Reader sandsmith is a bit more skeptical. "Point made, but there are few suggestions for improvement here, and really, it is hard to imagine many variations on the theme."
Come on, people: Did Steve Jobs say that about telephones? Lots of people thought they were pretty nifty back before touch screens, too.
Sex and the Single Student
In addition to Abramson and Williamson's serious call for a better condom, the Sex Issue contained plenty of tomfoolery — with nothing more foolish or fun than our sex survey, which purported to contrast the sexual proclivities of students at USC with last year's survey of students at UCLA ("Trojans? Man!"). As we learned via the oh-so-scientific method of surveying 100-plus students at each school, USC students appear to be saucier, sexier and downright sluttier than their UCLA counterparts.
Lucy notices other differences. "The women at UCLA also dress more for comfort at their gym and go there to work out seriously, but because they're so fit and self-assured, they're actually hotter," she says. "The men are just as hormone-fueled, but the atmosphere is more serious. Guys may mainly want to pick up girls, but they work out seriously anyway. The women often go to female-dominated classes and shun the few men who show up there hoping to pick someone up. The women can smell their motives a mile away. The women working out at the USC gym and women there in general remind me more of 90210. Overall, my impressions support this survey."
Al says he's proud to be a UCLA kind of guy: "So, are we supposed to be ashamed that the girls at our campus aren't skanks or something? Sorry, UCLA just has more class."
Finally, TeeJones1776 notes that we asked students about their ideal penis size — and begs for gender parity. "Since the question regarding 'ideal penis' size usually comes up everywhere (no pun), why, in all gender fairness, is there no question regarding the 'ideal vagina size'? BTW, I like my women to have a really, really big vagina — and it seems to me that I should definitely enroll at USC. Go Trojans!!"
The Final Solution
On a more serious note, we heard from reader Neil Rudd, who wrote a letter in response to last week's brief review of the art-house film In Darkness ("Grueling but Familiar, Oscar-Nominated In Darkness Dramatizes Another Holocaust Horror").
Rudd writes, "It's worth noting I have never written a note of complaint before in my life, and I'm not Jewish. But I thought Michael Atkinson's review of In Darkness was unbelievable. To describe the true story as 'a scab perhaps only familiar to Holocaust Museum devotees' shows a singular lack of tact and respect for the horrific historic events that beggars belief. 'Devotees of the Holocaust Museum'??!! People do not go there to be entertained. They do not go there for a fun day out. They go there to keep these events in the public consciousness so they are never forgotten or excused. ...

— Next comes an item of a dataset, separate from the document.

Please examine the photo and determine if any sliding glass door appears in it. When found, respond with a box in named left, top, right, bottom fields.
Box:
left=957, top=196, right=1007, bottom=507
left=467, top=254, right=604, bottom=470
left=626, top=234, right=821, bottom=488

"I just happened across the review, and ultimately it made my blood boil. To simply reduce the suffering that happened into a veiled rant about how all Holocaust movies are effectively drawing from the same well left me speechless. His view is as if the Holocaust and its resultant stories are now somehow passé and need a Hollywood revamp to keep them interesting for this reviewer.
"When handling anything regarding such subjects, the majority of reviewers are aware of the delicate nature of that which they are writing about and approach it in a respectable manner. Not this guy. He doesn't even say if the film is any good or not — just that he now finds movies about the Holocaust boring as they are all the same story. No shit, Sherlock. The tone of the whole piece left me disgusted, and I will certainly bring it to the attention of relevant Jewish parties to review."
A theater review in last week's paper ("The Interrogation of Lee Harvey Oswald") wrongly stated Oswald's reasons for visiting the Soviet Union. He met his wife while living in Russia; he did not, as he tells his interrogators in the play, go there to visit her family. Also, our Jan. 26 story "Who Should Own the Dodgers" incorrectly listed the late Roy Disney as a potential buyer of the Dodgers. The family of Roy Disney is a potential buyer.